Het Catharinakerkhof

een ongelijk bestaan bij leven en in de dood

Het Catharinakerkhof is een karakteristiek voorbeeld van een kleinstedelijke begraafplaats uit het laatste kwart van de negentiende eeuw. De oude graven vormen beslist geen doorsnee van de Eindhovense geschiedenis en bevolking. Niet alleen ontbreken andersdenkenden, maar de overgrote meerderheid van de graven van de gewone man is allang geruimd. Zij zijn niet meer vertegenwoordigd in de historische rijen graven: ongelijkheid tot na de dood.
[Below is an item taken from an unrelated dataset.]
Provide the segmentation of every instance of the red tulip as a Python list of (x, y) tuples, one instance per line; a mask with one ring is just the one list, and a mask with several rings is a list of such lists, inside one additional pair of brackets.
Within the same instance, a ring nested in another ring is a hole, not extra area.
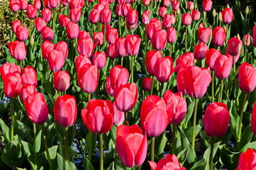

De welvaartstoestand van de Eindhovense bevolking was gedurende de negentiende eeuw niet te vergelijken met het huidige peil van de Nederlandse welvaart. Veel mensen leefden op het bestaansminimum of eronder. Naast arme arbeiders was er ook nog een deel van de bevolking dat niet in het eigen levensonderhoud kon voorzien en leefde van de steun oftewel de bedeling.

De positie van de sociaal zwakkeren, zoals wezen en bejaarden, bleef lang een zaak van vooral liefdadigheid. Pas na 1945 kwam met de economische groei de welvaartsstaat tot ontplooiing, waarbij voor bejaarden en werkelozen algemene sociale voorzieningen konden worden gerealiseerd.